So, the girl I love told me one day that she feels unloved by me. While she wants to remain close (physically and emotionally), she wishes to be only friends. It's not so much she's not interested in me, it's more... Kinda hard to explain this. She feels this need to make other people happy. She listens to heartbroken guys and does her best to make them feel better about themselves, brings them confidence, and gets them back on their feet to find a more stable, meaningful relationship. The difference with me is we became boyfriend and girlfriend, and shared secrets with each other that we dare not with anyone else, including our own bodies.
Ultimately our relationship as it was broke off. She knew that so long as she had me as an official boyfriend she could not help these others in fear of losing me. That sort of thinking is what led to several fights that ended with us seperated.
Had there been any other answer to this question I would have ended my pursuit of her, to simply stay friends and not have an intention of going farther.

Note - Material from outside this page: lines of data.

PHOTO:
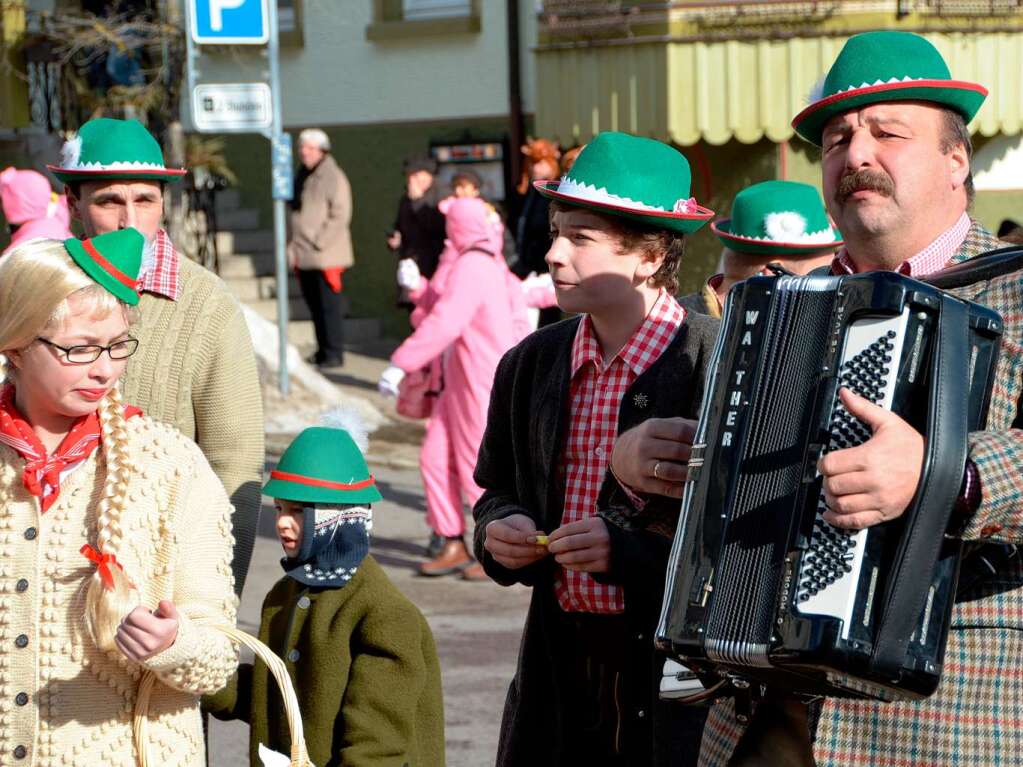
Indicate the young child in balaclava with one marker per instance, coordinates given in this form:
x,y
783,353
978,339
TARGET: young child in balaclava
x,y
360,655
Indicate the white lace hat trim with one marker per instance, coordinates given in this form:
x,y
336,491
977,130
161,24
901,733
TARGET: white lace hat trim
x,y
592,194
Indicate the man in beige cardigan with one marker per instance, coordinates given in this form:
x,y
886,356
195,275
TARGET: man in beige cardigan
x,y
194,367
320,247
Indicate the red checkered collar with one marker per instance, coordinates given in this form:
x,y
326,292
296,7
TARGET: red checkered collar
x,y
163,277
932,259
647,344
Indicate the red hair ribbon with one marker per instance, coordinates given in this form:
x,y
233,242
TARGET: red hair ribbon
x,y
102,562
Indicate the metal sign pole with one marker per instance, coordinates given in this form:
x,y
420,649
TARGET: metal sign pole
x,y
279,232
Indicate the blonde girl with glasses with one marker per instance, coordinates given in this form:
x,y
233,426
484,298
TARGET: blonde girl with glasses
x,y
115,533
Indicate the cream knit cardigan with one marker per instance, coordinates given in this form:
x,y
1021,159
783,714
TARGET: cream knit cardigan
x,y
176,545
195,370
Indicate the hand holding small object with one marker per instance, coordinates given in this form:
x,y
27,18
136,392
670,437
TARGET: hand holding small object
x,y
143,634
583,545
514,541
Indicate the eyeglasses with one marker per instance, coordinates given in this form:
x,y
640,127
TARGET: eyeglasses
x,y
120,350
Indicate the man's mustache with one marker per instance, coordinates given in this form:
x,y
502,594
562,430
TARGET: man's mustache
x,y
864,181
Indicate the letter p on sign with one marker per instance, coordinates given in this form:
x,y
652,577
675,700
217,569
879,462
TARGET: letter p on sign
x,y
217,8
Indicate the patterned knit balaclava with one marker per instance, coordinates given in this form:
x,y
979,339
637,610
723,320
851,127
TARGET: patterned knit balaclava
x,y
335,541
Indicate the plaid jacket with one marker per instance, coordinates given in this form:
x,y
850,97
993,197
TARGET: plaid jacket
x,y
976,716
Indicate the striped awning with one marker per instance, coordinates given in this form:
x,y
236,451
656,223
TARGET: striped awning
x,y
716,91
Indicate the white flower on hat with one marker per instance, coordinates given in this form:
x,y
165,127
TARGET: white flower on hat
x,y
348,418
787,226
71,152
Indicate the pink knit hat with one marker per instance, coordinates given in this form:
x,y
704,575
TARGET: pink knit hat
x,y
27,195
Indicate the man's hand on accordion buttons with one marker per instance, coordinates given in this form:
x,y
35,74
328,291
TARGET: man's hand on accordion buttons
x,y
874,482
583,545
652,457
512,541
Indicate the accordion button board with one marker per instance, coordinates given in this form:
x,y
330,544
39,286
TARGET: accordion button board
x,y
759,586
831,568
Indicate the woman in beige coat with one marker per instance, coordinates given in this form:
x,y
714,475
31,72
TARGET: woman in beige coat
x,y
320,247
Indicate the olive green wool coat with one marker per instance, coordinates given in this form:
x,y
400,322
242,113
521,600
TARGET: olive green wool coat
x,y
365,670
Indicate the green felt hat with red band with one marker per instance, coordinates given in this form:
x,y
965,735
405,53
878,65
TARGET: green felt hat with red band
x,y
113,260
777,217
636,178
887,65
322,465
105,148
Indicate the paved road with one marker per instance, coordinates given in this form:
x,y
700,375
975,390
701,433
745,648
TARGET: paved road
x,y
477,625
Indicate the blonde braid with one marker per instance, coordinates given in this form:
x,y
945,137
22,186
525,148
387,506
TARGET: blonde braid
x,y
106,607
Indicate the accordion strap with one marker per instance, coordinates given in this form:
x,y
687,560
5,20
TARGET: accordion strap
x,y
940,481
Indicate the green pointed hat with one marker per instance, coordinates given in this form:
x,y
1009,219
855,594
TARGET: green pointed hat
x,y
777,217
878,66
113,260
322,465
633,177
106,148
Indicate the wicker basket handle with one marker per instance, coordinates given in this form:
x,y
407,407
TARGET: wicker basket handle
x,y
300,756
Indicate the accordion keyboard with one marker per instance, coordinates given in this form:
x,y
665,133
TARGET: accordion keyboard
x,y
830,569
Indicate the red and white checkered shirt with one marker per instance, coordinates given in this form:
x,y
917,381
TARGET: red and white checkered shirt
x,y
595,396
163,277
932,259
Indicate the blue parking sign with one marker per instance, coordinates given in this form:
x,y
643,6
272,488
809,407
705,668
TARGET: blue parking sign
x,y
230,21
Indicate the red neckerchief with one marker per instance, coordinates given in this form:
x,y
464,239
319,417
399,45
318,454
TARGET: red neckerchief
x,y
43,472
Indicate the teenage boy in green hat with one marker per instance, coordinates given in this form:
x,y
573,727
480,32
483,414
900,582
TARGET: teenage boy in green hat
x,y
895,158
550,516
360,655
781,223
194,368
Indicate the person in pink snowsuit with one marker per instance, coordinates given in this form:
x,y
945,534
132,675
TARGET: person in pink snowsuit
x,y
475,313
32,208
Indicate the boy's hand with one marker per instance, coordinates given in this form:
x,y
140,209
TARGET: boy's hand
x,y
512,541
143,634
652,457
582,545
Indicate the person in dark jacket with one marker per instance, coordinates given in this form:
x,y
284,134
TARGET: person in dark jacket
x,y
360,655
585,690
418,228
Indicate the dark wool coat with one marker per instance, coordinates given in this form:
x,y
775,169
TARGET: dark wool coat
x,y
518,468
974,717
364,668
421,227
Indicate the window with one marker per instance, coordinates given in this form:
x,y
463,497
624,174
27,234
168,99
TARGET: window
x,y
414,10
402,19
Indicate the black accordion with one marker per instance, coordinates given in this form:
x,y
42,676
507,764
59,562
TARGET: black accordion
x,y
760,588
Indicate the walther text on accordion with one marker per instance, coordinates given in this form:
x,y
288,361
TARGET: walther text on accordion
x,y
759,587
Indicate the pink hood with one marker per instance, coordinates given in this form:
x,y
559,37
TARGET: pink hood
x,y
27,195
468,224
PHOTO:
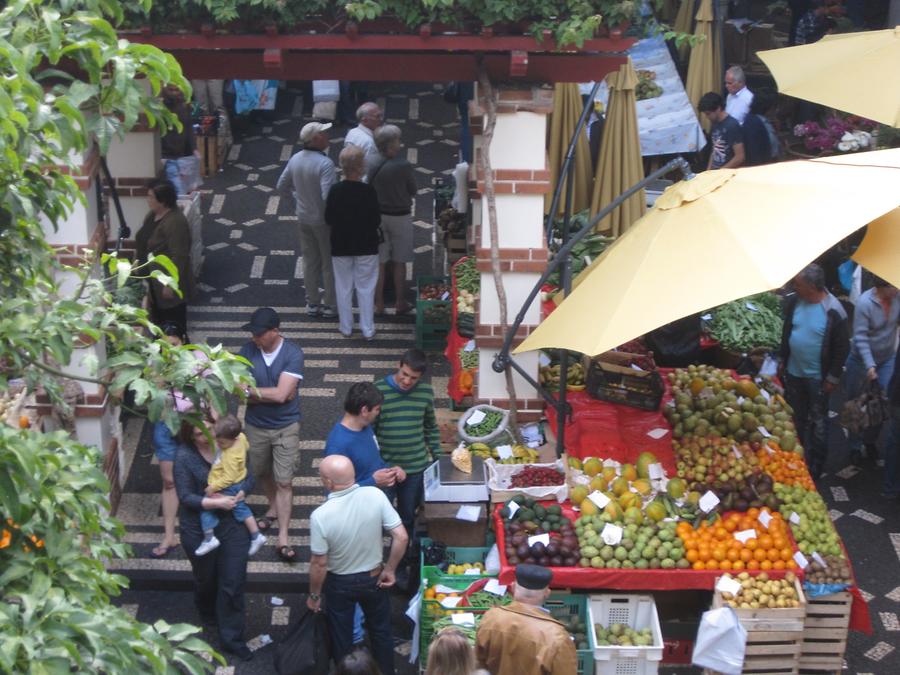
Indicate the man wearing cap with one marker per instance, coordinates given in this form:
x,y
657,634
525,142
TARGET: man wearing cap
x,y
309,175
272,421
522,638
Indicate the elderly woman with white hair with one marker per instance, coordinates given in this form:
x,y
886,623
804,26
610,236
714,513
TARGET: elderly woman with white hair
x,y
394,181
352,215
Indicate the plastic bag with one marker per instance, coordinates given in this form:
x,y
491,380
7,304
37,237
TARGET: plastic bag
x,y
721,642
305,649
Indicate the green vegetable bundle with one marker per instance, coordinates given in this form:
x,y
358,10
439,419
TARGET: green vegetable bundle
x,y
748,323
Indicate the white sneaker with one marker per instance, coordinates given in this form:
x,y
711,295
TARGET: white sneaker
x,y
208,545
257,543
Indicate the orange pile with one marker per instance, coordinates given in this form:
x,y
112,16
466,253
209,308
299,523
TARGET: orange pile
x,y
714,547
785,467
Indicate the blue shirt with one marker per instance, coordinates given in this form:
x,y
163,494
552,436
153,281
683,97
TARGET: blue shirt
x,y
807,334
288,360
362,449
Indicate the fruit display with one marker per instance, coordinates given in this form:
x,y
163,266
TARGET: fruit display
x,y
759,592
815,532
643,544
738,541
534,476
622,635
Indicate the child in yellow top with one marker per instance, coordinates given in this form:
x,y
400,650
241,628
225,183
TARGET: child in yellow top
x,y
227,477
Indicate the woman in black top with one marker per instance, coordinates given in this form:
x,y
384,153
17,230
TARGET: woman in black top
x,y
352,214
220,575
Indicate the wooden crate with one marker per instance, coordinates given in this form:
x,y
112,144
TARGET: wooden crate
x,y
825,633
774,637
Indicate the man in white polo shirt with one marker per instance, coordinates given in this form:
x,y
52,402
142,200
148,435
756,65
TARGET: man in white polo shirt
x,y
346,546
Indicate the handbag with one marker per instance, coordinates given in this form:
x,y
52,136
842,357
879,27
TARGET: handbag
x,y
305,649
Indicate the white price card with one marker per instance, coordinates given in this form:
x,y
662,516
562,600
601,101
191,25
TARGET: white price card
x,y
504,451
709,501
745,535
539,539
477,417
469,513
495,587
728,585
611,534
464,619
600,499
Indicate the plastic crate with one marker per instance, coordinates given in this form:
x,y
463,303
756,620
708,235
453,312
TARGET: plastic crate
x,y
453,555
564,606
637,612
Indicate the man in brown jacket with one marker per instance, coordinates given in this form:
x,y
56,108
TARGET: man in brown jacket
x,y
522,638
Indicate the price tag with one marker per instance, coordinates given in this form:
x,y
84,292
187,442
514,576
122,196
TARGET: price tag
x,y
611,534
477,417
729,585
469,513
539,539
709,501
464,619
495,587
600,499
745,535
504,451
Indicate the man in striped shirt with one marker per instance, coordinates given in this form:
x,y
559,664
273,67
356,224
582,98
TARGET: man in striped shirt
x,y
407,432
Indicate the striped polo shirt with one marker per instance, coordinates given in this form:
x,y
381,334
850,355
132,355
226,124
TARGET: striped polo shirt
x,y
406,428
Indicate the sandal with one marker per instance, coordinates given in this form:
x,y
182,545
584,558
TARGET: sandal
x,y
266,522
287,554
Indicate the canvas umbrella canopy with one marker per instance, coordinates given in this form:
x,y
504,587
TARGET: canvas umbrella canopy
x,y
567,107
722,235
703,71
858,73
879,251
619,165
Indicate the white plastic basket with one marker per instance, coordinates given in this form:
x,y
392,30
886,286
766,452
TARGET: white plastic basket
x,y
637,612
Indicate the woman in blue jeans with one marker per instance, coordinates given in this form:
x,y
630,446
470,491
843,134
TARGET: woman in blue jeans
x,y
872,353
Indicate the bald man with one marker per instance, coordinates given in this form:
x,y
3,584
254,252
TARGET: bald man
x,y
346,545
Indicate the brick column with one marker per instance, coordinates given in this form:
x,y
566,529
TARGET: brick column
x,y
521,179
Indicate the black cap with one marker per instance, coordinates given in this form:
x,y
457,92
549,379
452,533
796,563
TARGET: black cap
x,y
263,319
533,577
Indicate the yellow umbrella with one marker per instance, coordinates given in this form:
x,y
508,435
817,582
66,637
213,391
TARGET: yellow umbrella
x,y
702,73
722,235
855,72
567,107
620,165
879,251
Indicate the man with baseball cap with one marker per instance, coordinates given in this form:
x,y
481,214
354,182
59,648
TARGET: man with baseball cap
x,y
522,638
309,175
272,421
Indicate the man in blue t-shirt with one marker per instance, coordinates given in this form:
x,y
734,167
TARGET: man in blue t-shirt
x,y
272,421
727,147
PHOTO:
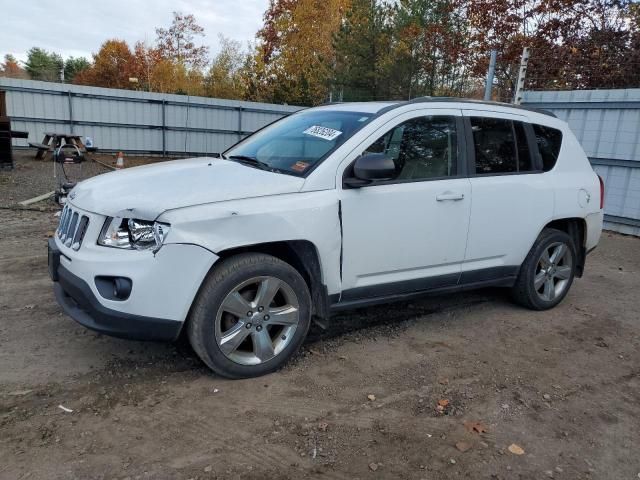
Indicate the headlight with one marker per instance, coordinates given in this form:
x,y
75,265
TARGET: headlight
x,y
131,233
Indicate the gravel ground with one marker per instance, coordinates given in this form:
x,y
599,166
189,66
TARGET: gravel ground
x,y
463,386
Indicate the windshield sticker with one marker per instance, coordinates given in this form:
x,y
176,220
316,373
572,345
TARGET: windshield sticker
x,y
325,133
299,166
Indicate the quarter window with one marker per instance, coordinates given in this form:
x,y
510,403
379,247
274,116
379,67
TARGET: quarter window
x,y
421,148
549,141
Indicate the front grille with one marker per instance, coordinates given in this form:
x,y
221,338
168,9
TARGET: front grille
x,y
72,227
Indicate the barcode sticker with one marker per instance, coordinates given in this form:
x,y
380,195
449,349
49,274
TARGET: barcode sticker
x,y
325,133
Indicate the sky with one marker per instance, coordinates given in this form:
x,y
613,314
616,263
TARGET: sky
x,y
78,27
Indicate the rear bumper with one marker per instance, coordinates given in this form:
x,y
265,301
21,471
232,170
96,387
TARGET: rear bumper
x,y
78,301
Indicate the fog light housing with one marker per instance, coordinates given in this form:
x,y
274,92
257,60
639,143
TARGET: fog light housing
x,y
114,288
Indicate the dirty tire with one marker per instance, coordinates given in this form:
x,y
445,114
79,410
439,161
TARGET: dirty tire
x,y
222,280
524,291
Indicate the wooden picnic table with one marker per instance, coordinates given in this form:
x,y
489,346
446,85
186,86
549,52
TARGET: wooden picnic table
x,y
53,140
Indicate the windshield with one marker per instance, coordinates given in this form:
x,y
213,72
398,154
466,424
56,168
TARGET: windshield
x,y
296,143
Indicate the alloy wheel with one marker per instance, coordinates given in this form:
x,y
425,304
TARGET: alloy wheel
x,y
257,320
553,271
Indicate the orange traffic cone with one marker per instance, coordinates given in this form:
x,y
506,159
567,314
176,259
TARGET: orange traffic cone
x,y
120,160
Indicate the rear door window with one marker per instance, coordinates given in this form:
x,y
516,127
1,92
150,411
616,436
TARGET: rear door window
x,y
495,145
501,146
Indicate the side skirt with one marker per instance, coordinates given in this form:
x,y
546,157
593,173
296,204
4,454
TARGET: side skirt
x,y
358,297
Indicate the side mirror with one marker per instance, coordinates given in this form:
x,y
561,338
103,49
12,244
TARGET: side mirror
x,y
371,167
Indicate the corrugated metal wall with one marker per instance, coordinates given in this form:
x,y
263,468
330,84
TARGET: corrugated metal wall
x,y
607,123
135,122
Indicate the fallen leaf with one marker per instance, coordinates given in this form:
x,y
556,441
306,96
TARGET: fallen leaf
x,y
516,449
17,393
463,446
473,426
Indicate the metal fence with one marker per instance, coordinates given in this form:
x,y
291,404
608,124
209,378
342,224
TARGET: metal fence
x,y
607,124
131,121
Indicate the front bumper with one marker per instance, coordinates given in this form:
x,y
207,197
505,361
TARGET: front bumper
x,y
79,302
163,287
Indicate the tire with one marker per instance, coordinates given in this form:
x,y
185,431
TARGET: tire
x,y
251,315
544,280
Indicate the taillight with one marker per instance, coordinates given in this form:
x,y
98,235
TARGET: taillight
x,y
601,192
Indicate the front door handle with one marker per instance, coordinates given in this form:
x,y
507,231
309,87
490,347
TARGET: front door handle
x,y
449,196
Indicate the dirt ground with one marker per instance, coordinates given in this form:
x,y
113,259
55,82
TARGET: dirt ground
x,y
433,389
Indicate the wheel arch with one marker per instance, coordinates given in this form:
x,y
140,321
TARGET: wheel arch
x,y
576,228
304,257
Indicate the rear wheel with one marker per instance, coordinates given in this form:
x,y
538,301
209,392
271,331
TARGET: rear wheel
x,y
251,315
548,271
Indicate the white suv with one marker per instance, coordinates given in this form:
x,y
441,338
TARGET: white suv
x,y
333,207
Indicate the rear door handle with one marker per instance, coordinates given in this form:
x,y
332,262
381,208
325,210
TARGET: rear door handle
x,y
449,196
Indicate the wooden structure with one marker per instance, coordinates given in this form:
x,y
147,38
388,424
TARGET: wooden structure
x,y
53,140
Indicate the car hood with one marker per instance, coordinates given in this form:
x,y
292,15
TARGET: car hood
x,y
145,192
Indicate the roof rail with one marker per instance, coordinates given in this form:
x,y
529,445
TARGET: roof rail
x,y
466,100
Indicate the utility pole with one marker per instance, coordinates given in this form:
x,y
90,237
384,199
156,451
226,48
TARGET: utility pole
x,y
524,60
490,74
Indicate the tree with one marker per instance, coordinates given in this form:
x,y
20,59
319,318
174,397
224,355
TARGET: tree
x,y
363,47
145,62
112,66
429,53
73,66
11,69
295,54
224,79
177,42
42,65
590,42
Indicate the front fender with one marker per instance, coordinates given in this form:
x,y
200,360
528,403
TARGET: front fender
x,y
310,216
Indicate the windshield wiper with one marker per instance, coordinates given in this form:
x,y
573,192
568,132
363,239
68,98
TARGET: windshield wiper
x,y
251,161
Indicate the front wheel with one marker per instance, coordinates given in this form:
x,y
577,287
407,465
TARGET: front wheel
x,y
548,271
251,315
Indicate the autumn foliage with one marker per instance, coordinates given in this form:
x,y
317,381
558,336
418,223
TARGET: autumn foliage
x,y
311,51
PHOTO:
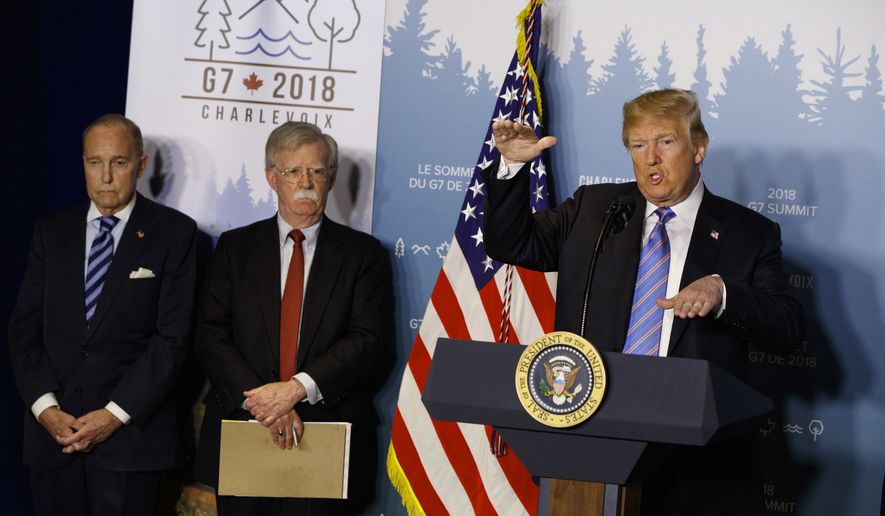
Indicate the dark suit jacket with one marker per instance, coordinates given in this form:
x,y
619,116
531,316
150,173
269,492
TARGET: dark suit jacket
x,y
347,309
723,479
745,253
134,348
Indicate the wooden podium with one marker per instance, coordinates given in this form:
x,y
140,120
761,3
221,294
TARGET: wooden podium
x,y
650,406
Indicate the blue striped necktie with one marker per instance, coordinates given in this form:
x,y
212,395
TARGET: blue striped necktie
x,y
99,262
646,317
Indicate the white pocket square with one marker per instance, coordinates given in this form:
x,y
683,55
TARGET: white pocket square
x,y
142,273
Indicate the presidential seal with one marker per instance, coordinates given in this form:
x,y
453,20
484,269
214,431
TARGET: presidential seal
x,y
560,379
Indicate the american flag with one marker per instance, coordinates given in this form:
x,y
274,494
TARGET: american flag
x,y
442,467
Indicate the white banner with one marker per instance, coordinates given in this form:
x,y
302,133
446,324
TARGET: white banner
x,y
209,80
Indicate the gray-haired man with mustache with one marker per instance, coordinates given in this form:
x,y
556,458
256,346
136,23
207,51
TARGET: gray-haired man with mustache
x,y
292,323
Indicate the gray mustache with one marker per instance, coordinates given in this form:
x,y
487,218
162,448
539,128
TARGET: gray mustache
x,y
305,194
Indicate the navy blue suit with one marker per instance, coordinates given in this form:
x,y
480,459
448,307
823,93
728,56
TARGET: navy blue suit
x,y
740,245
133,350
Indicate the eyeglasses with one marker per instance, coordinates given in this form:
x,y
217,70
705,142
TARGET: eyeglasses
x,y
294,174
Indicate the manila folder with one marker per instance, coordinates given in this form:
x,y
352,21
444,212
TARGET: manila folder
x,y
252,465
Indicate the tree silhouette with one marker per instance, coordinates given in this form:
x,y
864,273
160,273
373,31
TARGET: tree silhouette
x,y
577,69
624,75
330,23
623,79
235,206
787,78
746,100
408,43
701,85
663,77
871,96
832,97
566,86
213,25
451,71
484,82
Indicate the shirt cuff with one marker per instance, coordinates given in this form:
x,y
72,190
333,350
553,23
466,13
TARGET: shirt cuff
x,y
117,411
43,403
506,171
314,395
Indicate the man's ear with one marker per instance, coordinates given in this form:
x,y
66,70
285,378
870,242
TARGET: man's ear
x,y
700,152
271,180
142,166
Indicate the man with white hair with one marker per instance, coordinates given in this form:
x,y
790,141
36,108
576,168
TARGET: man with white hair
x,y
292,323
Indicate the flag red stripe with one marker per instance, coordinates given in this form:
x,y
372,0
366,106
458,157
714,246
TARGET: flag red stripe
x,y
539,293
419,363
493,305
410,462
519,478
448,308
458,452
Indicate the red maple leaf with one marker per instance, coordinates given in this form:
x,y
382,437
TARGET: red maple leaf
x,y
253,83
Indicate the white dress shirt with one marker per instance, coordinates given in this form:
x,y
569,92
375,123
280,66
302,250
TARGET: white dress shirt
x,y
308,246
93,226
679,229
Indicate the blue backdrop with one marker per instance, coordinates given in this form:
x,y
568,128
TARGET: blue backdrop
x,y
807,154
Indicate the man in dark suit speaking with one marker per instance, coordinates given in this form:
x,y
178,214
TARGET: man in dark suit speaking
x,y
690,275
98,336
292,322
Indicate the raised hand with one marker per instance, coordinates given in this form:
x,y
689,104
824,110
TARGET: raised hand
x,y
518,143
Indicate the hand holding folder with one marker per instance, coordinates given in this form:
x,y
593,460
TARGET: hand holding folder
x,y
252,464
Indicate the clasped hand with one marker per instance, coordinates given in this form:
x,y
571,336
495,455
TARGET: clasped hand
x,y
273,404
79,434
702,297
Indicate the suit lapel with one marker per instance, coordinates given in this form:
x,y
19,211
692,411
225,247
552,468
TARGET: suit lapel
x,y
709,231
264,265
72,255
327,261
137,234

But I had asked her out of emotional distress, "If one day I asked to marry you, what would you say?" And without hesitation she said "Yes." It came as a shock to me, because until then she had been confused and indecisive... it was the first blatently honest answer she gave me.
My question to you all: Should I continue to wait for her while she sorts out what she needs to do in life? Should I save myself for this girl, the one I love and who knows the most about me, in the hopes of one day renewing a relationship that I feel she wants one day. Or am I subjecting myself only to more pain? I'm not exactly an outgoing guy, so its rare that I ever meet new people. Frankly I don't want to right now. What do you guys think?